The first couple of months were hard. The hardest part was the secrecy. I would definitely consider myself a private person but I don't often have "secrets" to keep from my friends. It's quite difficult to transition from 'SEE YOU IN REVS I'LL HAVE A PINOT' to 'I fancy going for dinner instead?' without raising any suspicions so I felt a bit like I was putting a wall around myself (no Trump jokes please). It was a pretty lonely few months. Things have definitely improved now that I'm out of the 'Pregnancy Closet', I absolutely love being pregnant and I already know that I'm going to miss it when the baby comes.

I struggled with morning sickness in the first 3 months but I had the evening version, so it hit me every single day between 5pm and 8pm. Driving home from work became a bit 'Whacky Races' and I often went straight from the car to bed.
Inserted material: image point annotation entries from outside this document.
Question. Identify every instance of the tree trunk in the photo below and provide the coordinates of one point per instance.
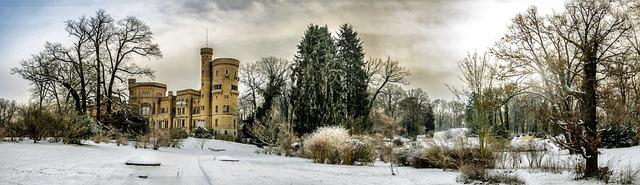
(74, 95)
(589, 117)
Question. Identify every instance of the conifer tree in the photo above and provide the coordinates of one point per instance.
(314, 81)
(350, 58)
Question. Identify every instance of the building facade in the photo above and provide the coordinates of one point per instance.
(214, 106)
However, I think dealing with it in work at 9am would have been a much more traumatic experience so in hindsight I probably lucked out a bit.

Today I am 20 weeks and 2 days pregnant. I go for my 20 week scan tomorrow where we will hopefully find out whether we're having a girl or a boy. I toyed with the idea of not finding out but to be honest I'm kidding myself, I definitely want to know. My husband is super excited to find out and also it just makes planning considerably easier. I'm a planner (understatement).
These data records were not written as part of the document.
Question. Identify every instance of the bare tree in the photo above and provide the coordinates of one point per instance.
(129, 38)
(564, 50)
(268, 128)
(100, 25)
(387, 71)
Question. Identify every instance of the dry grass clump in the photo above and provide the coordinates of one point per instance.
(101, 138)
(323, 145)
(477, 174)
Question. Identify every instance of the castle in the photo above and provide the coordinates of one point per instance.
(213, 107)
Talking of husbands, Ben has been phenomenal since the day we got the positive. Honestly, I don't know what the hell I would have done without him. He's been patient, and kind, and supportive, and attentive. He's just been unreal. I've read a lot of "My other half is just not interested in my pregnancy" which to me would be terrifying, but Ben has stepped up to the bar and has been to every single antenatal booking and nurse appointment from day 1. Yesterday he put money in my account to buy a load of maternity clothes because I was getting a bit self conscious at work. He has just been "there" for me 100% of the time. He's listened to me bitch and moan and he's put up with ridiculous moodswings over absolutely nothing and he hasn't once been fed up with me. That boy deserves a medal.

I'm really enjoying being pregnant. It has ups and downs and it's definitely not easy but I have a new found confidence that has come out of nowhere, and I'm really happy right now. Baby Herrington will be arriving in June 2017!